4 feared dead, 9 injured in landslide at coal mine in Odisha

India is one of the most dangerous countries to be a coal miner, with one worker dying every seven days on average.

Update: 2019-07-24 06:24 GMT

Bhubaneshwar: Four workers are feared dead and nine have been injured in a landslide at a Coal India Ltd mine in Odisha, a company spokesman said on Wednesday.

India is one of the most dangerous countries to be a coal miner, with one worker dying every seven days on average in 2018 in mines operated by state-run Coal India and Singreni Collieries Co Ltd, according to government data.

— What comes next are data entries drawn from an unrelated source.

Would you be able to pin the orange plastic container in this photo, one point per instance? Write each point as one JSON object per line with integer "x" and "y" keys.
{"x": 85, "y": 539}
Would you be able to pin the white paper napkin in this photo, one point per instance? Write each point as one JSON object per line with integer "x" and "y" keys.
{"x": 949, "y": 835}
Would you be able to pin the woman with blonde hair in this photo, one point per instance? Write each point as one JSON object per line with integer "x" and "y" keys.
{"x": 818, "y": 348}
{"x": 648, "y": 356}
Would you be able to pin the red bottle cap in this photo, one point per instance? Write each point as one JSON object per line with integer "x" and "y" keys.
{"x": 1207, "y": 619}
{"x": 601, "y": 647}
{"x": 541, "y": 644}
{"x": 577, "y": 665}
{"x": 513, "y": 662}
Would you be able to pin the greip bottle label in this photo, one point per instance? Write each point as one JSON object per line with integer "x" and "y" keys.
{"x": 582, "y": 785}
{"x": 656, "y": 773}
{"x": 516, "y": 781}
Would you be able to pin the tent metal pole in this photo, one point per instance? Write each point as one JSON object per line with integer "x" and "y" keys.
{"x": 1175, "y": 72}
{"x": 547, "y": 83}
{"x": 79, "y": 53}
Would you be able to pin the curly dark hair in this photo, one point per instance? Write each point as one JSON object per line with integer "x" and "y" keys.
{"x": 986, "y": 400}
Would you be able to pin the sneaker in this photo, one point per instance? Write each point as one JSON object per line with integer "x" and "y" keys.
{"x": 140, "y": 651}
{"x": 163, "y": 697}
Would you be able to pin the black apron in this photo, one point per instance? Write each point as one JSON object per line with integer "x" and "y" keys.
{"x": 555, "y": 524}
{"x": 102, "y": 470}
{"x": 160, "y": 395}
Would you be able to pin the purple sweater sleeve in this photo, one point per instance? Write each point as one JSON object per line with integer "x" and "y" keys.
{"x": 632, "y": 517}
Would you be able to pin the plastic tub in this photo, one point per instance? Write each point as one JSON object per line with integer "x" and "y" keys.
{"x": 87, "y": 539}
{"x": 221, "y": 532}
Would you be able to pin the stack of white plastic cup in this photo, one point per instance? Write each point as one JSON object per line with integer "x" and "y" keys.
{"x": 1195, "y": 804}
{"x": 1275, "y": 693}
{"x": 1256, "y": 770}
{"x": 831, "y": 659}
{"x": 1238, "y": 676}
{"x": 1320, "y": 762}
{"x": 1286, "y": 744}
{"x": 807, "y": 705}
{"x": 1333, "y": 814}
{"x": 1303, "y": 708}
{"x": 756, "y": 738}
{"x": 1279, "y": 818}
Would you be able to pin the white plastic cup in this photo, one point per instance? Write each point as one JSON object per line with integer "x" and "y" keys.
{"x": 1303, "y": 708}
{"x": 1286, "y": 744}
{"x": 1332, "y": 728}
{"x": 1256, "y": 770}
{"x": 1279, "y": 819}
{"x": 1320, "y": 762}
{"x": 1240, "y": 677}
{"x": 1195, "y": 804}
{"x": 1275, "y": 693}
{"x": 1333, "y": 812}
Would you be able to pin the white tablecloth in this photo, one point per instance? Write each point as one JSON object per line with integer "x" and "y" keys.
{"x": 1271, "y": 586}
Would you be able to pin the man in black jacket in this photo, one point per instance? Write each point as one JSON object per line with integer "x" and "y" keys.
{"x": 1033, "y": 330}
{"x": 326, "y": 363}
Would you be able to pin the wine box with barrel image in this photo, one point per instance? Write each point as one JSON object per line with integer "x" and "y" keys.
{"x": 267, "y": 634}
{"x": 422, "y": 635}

The open cast mine in Odisha, with production capacity of 20,000 tonnes a day, had been shut after the late Tuesday accident, Dikken Mehra, a spokesman for Mahanadi Coalfields Ltd, a Coal India subsidiary told Reuters.

“It will take at least a week to resume operations,” Mehra said.

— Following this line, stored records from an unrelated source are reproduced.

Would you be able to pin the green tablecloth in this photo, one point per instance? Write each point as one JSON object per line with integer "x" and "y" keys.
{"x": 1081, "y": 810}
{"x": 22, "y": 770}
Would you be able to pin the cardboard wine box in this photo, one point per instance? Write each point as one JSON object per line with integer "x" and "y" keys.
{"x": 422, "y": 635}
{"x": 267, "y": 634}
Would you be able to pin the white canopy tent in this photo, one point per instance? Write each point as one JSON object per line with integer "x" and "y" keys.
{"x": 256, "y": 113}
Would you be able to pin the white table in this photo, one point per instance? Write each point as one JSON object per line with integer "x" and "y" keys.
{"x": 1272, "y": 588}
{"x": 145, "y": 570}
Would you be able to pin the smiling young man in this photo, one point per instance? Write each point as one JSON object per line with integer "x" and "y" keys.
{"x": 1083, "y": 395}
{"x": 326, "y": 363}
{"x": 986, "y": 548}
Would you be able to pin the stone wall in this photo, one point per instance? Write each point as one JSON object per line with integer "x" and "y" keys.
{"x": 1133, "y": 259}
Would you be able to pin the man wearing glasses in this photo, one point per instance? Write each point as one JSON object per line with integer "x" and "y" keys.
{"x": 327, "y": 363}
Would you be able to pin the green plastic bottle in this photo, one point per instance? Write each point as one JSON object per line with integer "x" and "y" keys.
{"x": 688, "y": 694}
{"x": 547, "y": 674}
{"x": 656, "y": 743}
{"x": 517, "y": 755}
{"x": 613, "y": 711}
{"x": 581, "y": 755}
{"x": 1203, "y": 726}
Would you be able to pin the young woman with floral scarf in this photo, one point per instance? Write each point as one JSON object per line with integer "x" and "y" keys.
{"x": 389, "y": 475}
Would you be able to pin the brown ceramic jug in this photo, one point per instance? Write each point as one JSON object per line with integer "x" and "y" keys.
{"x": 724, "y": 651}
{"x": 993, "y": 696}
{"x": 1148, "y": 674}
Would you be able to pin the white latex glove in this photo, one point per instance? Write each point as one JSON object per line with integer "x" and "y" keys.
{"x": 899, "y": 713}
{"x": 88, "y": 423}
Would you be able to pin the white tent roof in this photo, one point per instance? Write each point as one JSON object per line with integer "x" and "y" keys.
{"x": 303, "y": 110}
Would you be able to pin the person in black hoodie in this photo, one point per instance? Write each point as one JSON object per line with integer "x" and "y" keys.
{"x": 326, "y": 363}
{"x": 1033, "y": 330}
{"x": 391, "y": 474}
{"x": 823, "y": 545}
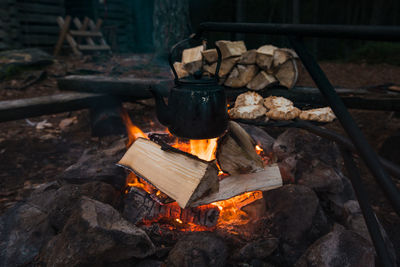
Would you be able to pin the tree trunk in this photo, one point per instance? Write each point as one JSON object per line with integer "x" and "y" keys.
{"x": 171, "y": 24}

India’s numerous illegal mines, often in remote hilly terrain, also have a poor safety record, although there is little data as many accidents go unreported.

In December, at least 15 miners were trapped in an illegal “rat-hole” coal mine in the northeastern state of Meghalaya.

Thousands of workers in Meghalaya, including children, have been killed in the so-called rat-hole mines, in which miners crawl into narrow shafts on bamboo ladders to dig for low-quality coal.